The teacher-abuse agencies are the real traitors — people who were once educators but who left the classroom, unhappy or unsatisfied with the pay or prestige afforded to them as mere teachers.
You will find most of these education specialists clicking their heels or sporting their ties throughout the halls of finely decorated taxpayer-funded office buildings, such as the Kentucky Department of Education or Kentucky Education Development Corporation, developing ways to evaluate those silly teachers who have decided to stay in those neglected classrooms and teach children.
The rest of these can be found in the data rooms of your local low-achieving schools being paid a yearly six-figure salary as "education recovery specialists" to tell teachers what they are doing wrong.

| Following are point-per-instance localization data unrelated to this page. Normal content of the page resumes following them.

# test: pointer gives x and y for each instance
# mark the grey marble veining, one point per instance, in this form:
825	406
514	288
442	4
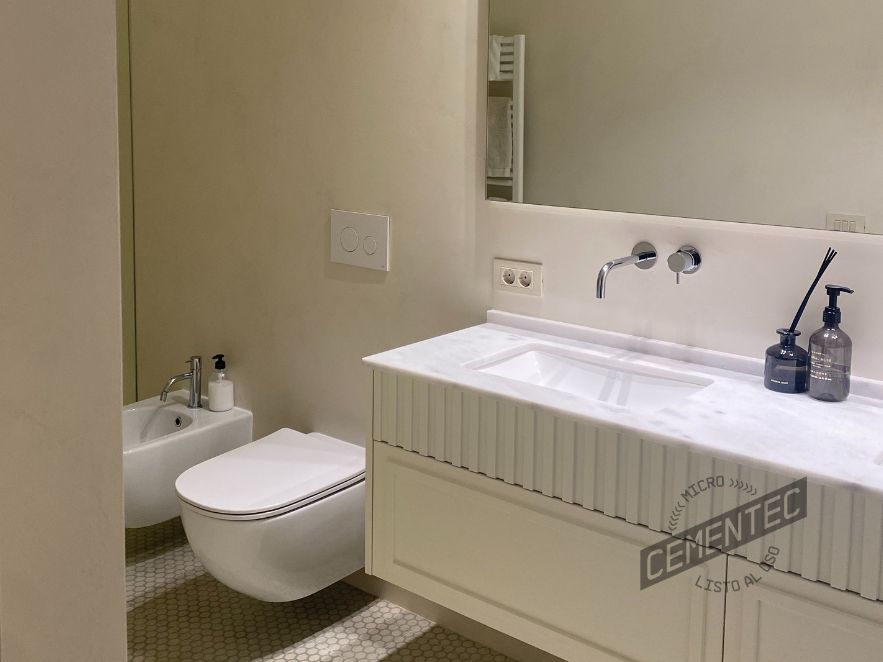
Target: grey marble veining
735	418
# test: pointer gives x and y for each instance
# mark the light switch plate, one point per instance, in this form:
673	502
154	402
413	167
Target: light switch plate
518	277
360	240
845	222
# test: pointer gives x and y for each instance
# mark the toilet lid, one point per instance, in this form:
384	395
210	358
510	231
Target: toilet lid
272	474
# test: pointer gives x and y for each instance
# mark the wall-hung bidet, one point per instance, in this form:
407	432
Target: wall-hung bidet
643	256
162	439
280	518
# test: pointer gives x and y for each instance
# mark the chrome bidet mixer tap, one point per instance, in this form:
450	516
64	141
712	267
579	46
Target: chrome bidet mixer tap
195	377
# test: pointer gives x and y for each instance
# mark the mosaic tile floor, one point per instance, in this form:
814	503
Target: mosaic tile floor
178	613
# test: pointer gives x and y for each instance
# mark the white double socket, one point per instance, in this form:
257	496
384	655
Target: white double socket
360	240
518	277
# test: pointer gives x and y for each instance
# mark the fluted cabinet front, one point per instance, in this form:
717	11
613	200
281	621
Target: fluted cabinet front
641	481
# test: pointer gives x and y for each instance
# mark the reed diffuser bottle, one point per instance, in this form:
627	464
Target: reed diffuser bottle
786	364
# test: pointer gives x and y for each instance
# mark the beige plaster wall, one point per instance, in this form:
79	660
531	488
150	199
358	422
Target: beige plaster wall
253	120
61	522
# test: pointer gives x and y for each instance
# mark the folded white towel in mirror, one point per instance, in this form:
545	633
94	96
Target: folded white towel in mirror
499	137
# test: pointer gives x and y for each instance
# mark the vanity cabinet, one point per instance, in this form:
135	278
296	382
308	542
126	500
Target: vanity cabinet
558	576
788	619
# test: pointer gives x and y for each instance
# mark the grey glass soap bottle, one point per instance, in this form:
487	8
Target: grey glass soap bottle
830	353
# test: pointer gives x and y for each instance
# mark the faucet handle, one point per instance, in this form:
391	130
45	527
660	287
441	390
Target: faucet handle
686	260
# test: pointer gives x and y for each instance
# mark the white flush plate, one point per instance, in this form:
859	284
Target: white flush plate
361	240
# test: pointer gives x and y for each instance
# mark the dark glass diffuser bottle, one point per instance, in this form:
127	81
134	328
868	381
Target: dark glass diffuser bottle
785	369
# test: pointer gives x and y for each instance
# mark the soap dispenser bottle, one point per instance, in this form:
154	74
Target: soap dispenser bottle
220	389
830	353
785	367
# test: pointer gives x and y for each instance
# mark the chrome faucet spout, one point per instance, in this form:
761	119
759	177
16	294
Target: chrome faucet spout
195	377
643	256
174	380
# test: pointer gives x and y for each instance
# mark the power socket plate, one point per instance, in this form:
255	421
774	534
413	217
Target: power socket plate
518	277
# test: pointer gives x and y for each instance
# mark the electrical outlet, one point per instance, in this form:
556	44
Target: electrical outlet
518	277
845	223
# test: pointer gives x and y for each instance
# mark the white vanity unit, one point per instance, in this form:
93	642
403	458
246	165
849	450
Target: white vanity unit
519	467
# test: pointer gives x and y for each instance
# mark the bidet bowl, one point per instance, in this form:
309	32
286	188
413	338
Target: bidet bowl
163	439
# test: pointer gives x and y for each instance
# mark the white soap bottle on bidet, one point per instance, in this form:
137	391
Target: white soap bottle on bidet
220	389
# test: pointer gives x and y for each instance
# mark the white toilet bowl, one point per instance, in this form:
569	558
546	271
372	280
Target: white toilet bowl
280	518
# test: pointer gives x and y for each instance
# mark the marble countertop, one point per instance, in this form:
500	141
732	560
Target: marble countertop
734	418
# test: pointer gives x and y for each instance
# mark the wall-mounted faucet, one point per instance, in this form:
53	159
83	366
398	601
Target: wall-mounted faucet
685	260
643	256
195	377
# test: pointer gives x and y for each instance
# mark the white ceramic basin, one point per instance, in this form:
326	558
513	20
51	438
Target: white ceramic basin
614	381
161	440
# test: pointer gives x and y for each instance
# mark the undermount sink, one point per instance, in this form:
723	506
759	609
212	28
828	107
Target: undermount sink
613	381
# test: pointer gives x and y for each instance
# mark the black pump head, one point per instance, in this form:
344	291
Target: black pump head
787	337
832	312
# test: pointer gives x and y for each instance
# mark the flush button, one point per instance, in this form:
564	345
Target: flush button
360	240
349	239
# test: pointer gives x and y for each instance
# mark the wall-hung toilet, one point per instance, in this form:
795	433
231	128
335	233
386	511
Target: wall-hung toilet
279	518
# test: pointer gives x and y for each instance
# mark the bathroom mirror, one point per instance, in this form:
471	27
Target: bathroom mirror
763	112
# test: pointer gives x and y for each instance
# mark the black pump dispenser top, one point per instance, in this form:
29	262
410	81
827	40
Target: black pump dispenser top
832	311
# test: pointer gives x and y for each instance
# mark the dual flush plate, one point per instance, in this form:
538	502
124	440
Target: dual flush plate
360	240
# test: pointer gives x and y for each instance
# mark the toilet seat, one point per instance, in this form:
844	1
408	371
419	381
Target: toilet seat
277	474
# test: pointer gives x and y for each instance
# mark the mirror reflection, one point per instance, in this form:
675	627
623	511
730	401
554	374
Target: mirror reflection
762	112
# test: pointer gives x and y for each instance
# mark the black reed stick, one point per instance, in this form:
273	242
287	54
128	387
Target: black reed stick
829	257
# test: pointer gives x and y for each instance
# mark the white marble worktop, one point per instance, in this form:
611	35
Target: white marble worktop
734	418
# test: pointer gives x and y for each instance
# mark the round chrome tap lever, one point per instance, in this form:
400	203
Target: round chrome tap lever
686	260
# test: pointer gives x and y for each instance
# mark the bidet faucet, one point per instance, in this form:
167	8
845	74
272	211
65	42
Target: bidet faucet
195	377
643	256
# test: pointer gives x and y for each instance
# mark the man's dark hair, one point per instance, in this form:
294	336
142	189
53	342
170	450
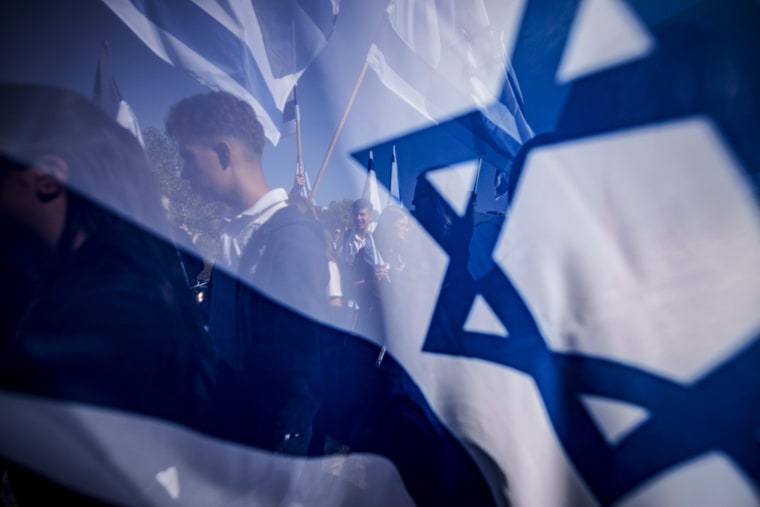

At a total cost of $750,000, Martin County's low-performing school has had two and a half of these for the past three years. Preceding these specialists was a five-year parade of "highly skilled educators." The school has yet to reach proficiency. In fact, very few of Kentucky's low-performing schools have.
This fact seems to beg the question: Where is the evaluation system for these evaluators?
The ultimate disconnect? The NCLB formula weighs most heavily on how schools bring up the "gap groups." These are the children of poverty (free and reduced lunch), minorities and those with special needs.
How much money has poured into industries and agencies that could have been spent to hire more teachers, thus reducing the student/teacher ratio, where it is most needed?
Intensifying the problem, "education specialists" decided that all special-needs students must be mainstreamed within high school classes. Since the law requires that there be an equal number of regular education students, these classes are overloaded, often with 31 to a room.
The teacher's aide may or may not be a certified teacher and may or may not know the content to help teach science, social studies, etc. These aides are shifted from subject to subject each period with no time for planning with any teachers.
Many of the special-needs students have individualized education plans stipulating they need extra time but there is no plan for that opportunity. "Standards-based" grading requires that students who don't meet learning targets be re-taught and retested, but there is no plan for the extra time needed for such individual attention.
Wealthier schools are more likely to have the resources for extra help, lower student to teacher ratio and more qualified teachers. So of course the poorly performing schools are more likely to be high schools in poorer areas.
As the test scores are classified and categorized, might I suggest that the public and their classroom teachers re-evaluate the data in a new, more educated light.